La France a entretenu des liens particuliers avec le Cambodge. Sous le protectorat, les rois du pays étaient, de loin, choisis par la France. On pense à Sisowath Ier, qui rendit visite à la République de Mac-Mahon, ce qui permit aux Parisiens d’admirer le fabuleux cortège asiatique des danseuses aux robes chamarrées, qui plurent à Rodin, ainsi que des princesses aux fenêtres des palaces. De Gaulle, en 1966, prononça son fameux discours, dénonçant toute velléité des Américains d’étendre le conflit avec le Vietnam sur les terres du Cambodge, bien décidé à être libre et indépendant, une énième provocation du Général face aux Américains. Dans cette nouvelle page de son histoire, la France a tenu un rôle à la fois mortifère et salutaire.

Certains dirigeants khmers rouges, notamment Pol Pot durant son séjour parisien, puisèrent chez plusieurs auteurs de la Révolution française certaines références politiques, trouvant dans Saint-Just, Robespierre et Gracchus Babeuf des modèles. Ils pervertirent la pensée de Rousseau pour l’appliquer à leur idéal du paysan et à leur détestation de la ville, corruptrice des mœurs. De nombreux Français, des enseignants, allèrent à Phnom Penh soutenir leurs camarades. Ils furent traités avec le même racisme par leurs frères dans la lutte, considérés comme de petits rigolos qui jouaient à la révolution.

À Paris, nos intellectuels et nos journalistes péroraient. « Le drapeau de la liberté flotte sur Phnom Penh », titrait Libération, tandis que Le Monde redoublait de naïveté avec Jean Lacouture, qui applaudissait des deux mains pour, quelques années plus tard, regretter son enthousiasme, que l’on qualifierait naturellement de contresens total et d’erreur absolue. Les mêmes journaux continuent encore de nous dire comment il faut penser. Le philosophe Alain Badiou, en 1979, titrait son article « Kampuchéa vaincra ». Les sophismes de cet idéologue cherchaient un « mais » susceptible de nuancer le massacre, sans doute « nécessaire », selon lui, pour parvenir à l’idéal, à la pureté des idées. Après tout, on ne fait pas d’omelette sans casser des œufs.
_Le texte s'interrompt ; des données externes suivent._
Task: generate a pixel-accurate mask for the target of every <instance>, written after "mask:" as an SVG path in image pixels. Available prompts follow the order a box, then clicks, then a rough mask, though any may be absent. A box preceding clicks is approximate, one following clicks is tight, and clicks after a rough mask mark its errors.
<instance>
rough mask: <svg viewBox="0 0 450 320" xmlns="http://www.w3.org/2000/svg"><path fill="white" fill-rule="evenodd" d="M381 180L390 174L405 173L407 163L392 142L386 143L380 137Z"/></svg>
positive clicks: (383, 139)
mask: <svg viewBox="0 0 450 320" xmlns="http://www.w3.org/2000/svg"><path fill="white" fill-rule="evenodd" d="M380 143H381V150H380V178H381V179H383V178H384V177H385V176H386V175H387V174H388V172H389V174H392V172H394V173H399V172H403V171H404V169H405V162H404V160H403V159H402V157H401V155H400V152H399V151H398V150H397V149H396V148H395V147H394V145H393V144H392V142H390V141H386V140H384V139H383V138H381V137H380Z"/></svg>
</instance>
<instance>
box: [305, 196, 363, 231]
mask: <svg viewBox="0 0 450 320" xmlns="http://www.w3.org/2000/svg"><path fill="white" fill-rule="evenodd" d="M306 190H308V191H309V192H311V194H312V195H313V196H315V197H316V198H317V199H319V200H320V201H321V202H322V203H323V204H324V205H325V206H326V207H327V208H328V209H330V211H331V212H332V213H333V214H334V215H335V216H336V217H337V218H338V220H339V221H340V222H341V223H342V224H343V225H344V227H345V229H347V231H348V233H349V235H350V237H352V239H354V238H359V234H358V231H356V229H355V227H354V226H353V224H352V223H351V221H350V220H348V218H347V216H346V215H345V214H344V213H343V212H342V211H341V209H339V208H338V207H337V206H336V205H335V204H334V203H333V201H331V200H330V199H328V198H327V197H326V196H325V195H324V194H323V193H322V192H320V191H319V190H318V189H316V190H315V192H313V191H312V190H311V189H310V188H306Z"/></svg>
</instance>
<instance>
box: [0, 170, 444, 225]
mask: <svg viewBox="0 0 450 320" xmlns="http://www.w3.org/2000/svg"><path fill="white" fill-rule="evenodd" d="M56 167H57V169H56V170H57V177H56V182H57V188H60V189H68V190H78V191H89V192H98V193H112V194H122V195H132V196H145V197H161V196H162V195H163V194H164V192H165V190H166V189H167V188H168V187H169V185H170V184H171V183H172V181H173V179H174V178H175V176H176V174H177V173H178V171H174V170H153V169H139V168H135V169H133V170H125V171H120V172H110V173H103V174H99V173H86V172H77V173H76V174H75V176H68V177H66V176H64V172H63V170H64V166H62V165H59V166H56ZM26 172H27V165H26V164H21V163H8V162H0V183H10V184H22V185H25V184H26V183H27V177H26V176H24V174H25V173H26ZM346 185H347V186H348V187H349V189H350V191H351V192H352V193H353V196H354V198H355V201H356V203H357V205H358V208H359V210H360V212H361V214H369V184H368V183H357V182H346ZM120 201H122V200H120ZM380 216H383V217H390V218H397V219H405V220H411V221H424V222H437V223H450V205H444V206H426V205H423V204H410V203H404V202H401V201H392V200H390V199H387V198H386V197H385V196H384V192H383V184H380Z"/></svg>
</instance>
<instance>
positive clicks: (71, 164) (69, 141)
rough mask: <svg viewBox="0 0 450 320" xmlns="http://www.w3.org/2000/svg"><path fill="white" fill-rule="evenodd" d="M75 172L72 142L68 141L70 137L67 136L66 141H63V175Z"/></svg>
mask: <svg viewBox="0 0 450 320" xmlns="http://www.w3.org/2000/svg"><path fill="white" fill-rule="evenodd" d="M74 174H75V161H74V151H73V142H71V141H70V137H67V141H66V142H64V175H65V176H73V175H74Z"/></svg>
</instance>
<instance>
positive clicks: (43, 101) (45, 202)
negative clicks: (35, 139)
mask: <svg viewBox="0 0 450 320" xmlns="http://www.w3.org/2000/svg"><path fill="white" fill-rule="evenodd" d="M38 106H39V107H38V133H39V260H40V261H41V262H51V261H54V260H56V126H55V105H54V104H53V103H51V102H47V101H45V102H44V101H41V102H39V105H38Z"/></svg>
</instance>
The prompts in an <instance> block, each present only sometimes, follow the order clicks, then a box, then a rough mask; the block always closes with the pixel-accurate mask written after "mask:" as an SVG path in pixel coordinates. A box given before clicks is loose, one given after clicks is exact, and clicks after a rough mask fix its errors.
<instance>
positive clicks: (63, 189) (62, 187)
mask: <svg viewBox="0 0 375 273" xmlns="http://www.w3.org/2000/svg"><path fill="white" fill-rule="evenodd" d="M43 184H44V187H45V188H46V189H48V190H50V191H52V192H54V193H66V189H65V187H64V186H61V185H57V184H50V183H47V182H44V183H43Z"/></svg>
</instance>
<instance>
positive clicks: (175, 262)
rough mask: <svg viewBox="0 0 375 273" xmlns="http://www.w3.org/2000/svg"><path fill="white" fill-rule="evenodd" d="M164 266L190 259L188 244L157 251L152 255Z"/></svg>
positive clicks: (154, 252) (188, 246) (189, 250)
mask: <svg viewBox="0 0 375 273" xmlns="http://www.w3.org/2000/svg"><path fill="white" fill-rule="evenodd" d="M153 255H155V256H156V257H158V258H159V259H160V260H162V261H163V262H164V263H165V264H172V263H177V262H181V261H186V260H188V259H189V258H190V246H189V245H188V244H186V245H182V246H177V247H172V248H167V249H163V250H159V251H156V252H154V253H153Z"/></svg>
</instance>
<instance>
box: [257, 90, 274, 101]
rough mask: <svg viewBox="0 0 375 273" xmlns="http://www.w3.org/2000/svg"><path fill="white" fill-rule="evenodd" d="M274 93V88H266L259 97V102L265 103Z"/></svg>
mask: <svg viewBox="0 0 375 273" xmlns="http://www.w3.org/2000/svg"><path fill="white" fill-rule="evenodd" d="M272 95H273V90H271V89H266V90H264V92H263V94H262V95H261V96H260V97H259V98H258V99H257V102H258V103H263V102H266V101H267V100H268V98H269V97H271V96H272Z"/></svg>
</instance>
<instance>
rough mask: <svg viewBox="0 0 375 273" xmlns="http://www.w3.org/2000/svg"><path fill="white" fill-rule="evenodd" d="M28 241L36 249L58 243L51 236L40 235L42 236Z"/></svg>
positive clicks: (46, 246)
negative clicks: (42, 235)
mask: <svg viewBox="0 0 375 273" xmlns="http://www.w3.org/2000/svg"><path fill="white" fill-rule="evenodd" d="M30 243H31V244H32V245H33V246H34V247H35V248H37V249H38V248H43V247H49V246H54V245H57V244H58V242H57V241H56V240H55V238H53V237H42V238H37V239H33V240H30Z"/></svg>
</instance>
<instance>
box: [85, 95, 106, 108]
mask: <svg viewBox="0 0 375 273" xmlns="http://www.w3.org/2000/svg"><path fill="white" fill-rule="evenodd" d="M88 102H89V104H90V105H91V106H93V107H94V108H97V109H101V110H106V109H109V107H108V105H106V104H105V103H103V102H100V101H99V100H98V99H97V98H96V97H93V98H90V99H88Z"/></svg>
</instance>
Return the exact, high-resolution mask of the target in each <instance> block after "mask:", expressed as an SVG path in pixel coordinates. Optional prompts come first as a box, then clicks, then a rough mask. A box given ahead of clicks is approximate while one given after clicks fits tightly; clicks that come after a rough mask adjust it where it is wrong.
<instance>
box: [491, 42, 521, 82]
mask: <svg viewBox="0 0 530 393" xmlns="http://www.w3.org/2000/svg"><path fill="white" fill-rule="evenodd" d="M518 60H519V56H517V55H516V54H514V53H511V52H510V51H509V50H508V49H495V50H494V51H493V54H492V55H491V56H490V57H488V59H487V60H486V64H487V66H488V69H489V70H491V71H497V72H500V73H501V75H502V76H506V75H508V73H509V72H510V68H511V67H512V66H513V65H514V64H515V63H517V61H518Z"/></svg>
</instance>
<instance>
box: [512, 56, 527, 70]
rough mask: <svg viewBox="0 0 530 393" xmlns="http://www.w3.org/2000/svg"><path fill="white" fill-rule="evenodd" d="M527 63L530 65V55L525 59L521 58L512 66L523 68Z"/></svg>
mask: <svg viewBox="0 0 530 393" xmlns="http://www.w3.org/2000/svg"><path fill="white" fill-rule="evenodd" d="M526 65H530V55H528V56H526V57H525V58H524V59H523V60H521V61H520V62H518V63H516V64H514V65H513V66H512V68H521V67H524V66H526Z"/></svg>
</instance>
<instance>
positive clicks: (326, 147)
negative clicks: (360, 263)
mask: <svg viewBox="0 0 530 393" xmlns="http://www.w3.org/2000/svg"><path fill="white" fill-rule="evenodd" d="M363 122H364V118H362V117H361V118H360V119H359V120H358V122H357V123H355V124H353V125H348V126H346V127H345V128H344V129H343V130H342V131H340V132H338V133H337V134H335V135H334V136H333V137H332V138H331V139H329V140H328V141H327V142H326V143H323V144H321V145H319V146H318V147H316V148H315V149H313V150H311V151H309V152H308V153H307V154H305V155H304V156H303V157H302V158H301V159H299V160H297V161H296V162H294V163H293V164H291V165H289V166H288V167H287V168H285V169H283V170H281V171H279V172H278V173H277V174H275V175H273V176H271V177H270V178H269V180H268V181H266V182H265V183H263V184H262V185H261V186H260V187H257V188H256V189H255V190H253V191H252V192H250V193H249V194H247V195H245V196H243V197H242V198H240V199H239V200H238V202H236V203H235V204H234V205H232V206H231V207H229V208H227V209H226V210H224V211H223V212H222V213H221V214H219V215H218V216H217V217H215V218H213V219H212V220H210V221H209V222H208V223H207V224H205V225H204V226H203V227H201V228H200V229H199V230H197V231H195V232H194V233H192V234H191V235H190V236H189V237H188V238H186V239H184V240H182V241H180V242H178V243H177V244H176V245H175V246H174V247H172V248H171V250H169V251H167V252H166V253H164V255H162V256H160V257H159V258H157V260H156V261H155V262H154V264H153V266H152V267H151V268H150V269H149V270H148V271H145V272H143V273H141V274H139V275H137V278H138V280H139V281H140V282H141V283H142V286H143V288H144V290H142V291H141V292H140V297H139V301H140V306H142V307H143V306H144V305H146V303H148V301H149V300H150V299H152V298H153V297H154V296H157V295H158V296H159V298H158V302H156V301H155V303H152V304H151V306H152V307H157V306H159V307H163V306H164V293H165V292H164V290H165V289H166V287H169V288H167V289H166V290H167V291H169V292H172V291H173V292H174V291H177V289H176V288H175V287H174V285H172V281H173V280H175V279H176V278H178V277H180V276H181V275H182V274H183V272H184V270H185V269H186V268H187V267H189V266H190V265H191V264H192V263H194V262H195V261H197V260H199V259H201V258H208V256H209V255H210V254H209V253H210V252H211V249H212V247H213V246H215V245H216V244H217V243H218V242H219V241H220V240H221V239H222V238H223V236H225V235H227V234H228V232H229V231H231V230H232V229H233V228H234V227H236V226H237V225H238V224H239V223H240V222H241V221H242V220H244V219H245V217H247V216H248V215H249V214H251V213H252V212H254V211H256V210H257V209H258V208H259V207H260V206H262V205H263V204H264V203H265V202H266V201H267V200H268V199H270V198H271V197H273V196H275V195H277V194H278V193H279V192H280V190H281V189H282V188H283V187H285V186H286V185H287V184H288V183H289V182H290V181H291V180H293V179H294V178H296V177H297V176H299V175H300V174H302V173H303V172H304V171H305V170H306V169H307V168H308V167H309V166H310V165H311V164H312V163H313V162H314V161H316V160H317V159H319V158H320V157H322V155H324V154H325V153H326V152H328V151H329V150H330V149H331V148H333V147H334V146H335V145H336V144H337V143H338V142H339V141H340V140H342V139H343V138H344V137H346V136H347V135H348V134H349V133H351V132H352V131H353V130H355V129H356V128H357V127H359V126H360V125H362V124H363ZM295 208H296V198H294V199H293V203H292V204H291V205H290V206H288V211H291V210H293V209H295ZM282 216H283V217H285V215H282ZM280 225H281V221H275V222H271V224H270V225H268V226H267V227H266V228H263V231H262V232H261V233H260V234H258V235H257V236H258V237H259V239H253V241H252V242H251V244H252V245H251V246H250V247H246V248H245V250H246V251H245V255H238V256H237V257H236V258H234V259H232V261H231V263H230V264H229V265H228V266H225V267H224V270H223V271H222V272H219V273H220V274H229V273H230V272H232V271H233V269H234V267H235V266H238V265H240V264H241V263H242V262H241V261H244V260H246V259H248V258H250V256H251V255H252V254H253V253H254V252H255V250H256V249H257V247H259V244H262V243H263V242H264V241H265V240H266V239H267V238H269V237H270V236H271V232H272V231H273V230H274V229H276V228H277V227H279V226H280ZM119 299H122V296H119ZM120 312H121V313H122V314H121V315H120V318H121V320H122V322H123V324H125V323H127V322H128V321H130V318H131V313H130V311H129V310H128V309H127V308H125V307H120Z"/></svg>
Mais il y eut, au Cambodge, à ce moment-là, aussi de nombreux témoignages qui nous permettent de comprendre l’histoire et les mécanismes de ce drame. On peut penser à l’abbé Ponchaud qui, avec Cambodge année zéro, nous fait un récit glaçant de l’entrée des Khmers rouges dans la capitale et montre comment ses confrères prêtres souriaient de satisfaction, à Paris, devant sa description des faits. Époque étonnante où l’on trouve aussi bien Mgr Lefebvre et la Fraternité Saint-Pie X que des prêtres rouges qui ont la lutte en tête.

Le professeur François Bizot, spécialiste de l’art et du bouddhisme khmers, avec Le Portail et Le Portrait d’un bourreau, nous donne à voir l’horreur des camps de détention et l’un de leurs chefs les plus sanguinaires, Douch, qui décida de tuer tous les collègues de Bizot tout en le laissant vivre, lui. C’est un mystère encore incompréhensible pour l’intéressé.

Quant à Vina Vong, il est arrivé en France en 1975, accueilli dans une famille de Colmar. Devenu officier de gendarmerie, il a fondé une famille. Amoureux de la France, Français comme on n’en fait plus, il s’est converti au catholicisme et recevra le baptême l’année prochaine.